Tras el primer incidente en el vestíbulo me llegaron otros indicios de maltrato. Algunas noches subían hasta mi vivienda, colándose por la ventana de mi estudio, los gritos desaforados del hombre insultando a la mujer, punteados por golpes, que supongo que se debían a patadas y puñetazos que el energúmeno propinaba al mobiliario y a las paredes. En más de una ocasión temí por la integridad de Clara y estuve tentado de llamar a la policía, pero nunca lo hice. ¿La razón de mi pasividad? Se podía resumir en tres noes: No era mi mujer, no era mi matrimonio, no era asunto mío.

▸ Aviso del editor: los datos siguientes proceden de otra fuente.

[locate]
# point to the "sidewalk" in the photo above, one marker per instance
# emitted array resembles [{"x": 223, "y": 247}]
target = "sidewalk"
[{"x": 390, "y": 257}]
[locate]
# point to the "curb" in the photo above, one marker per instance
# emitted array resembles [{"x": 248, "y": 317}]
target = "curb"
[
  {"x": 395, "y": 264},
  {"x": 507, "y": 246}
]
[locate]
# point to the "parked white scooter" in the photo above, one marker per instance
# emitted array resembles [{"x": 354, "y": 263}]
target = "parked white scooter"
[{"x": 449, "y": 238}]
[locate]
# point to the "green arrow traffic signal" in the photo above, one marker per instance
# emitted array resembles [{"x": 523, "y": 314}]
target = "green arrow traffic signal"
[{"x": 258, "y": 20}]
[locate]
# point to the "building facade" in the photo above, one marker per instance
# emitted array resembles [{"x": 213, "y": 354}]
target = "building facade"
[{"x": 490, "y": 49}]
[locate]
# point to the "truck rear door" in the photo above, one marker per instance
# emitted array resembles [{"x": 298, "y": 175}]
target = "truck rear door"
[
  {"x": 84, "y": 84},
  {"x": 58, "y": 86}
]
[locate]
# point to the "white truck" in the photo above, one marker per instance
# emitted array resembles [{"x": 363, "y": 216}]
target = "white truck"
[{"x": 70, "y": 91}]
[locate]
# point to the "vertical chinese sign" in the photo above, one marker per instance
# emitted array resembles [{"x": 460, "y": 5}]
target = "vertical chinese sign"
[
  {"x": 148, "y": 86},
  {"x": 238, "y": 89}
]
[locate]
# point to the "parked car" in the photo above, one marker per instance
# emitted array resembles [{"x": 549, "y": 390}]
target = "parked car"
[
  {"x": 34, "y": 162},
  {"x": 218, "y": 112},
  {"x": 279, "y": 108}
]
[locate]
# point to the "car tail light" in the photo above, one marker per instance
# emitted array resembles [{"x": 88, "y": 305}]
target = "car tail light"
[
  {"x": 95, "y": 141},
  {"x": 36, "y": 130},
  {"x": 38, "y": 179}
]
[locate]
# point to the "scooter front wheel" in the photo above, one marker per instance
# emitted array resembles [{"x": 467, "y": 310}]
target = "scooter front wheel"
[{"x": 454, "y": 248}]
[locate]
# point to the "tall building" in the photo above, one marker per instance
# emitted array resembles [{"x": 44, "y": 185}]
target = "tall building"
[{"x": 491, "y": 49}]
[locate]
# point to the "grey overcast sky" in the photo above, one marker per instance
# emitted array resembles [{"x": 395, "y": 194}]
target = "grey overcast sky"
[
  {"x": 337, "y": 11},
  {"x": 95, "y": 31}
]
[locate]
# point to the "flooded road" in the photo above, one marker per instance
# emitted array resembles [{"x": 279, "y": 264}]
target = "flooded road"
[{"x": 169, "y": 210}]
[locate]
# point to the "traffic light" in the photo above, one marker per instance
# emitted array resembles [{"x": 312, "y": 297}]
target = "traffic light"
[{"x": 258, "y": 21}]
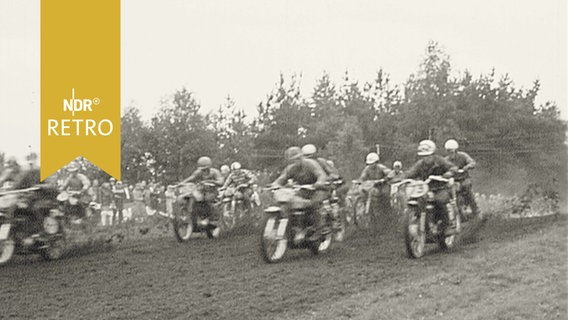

Para mi vergüenza admito que en el fondo de mi inacción latía una pulsión oscura. Aunque tenía bien claro quién era la víctima y quién el victimario, en cierta medida, culpabilizaba a Clara de su situación. “¿Por qué lo soportaba? -me preguntaba-. Si lo que sobran son tíos y este ni siquiera es guapo. ¿Por qué tantas mujeres se dejaban someter por aquellos chulos de vía estrecha? –seguí preguntándome-.  ¿Por qué había mujeres que parecían aguantarlo todo y otras no aguantaban casi nada?”, y me acordé de Marta, que me dejó una semana en dique seco, durmiendo en el sofá, porque me opuse a que pintara el salón de amarillo –a lo que acabé cediendo-. “¿Por qué Clara no dejaba a aquella escoria que le daba mala vida? ¿Sentía miedo, la tenía amenazada?”, quizás. Sin embargo, dictaminé para mí mismo que hay mujeres que les atraen esa clase de homínidos poco evolucionados y me pregunté si Clara, en el fondo, al consentirlo, no se lo estaría buscando. Ni siquiera el tropezarme una mañana con mi vecina en la escalera y verla con gafas de sol y sospechar que él le había atizado, provocó que saliese de mi cínica pasividad y me plantease ayudarla de alguna forma o, tan siquiera, preguntarle que le pasaba.  En cierto modo Clara estaba pagando mi despecho, mi misoginia y todo el rencor que el divorcio con Marta me había legado como secuela. Muchas veces cuando te rompen el corazón, los pedazos que quedan son afilados y cortan a quien no se lo merece.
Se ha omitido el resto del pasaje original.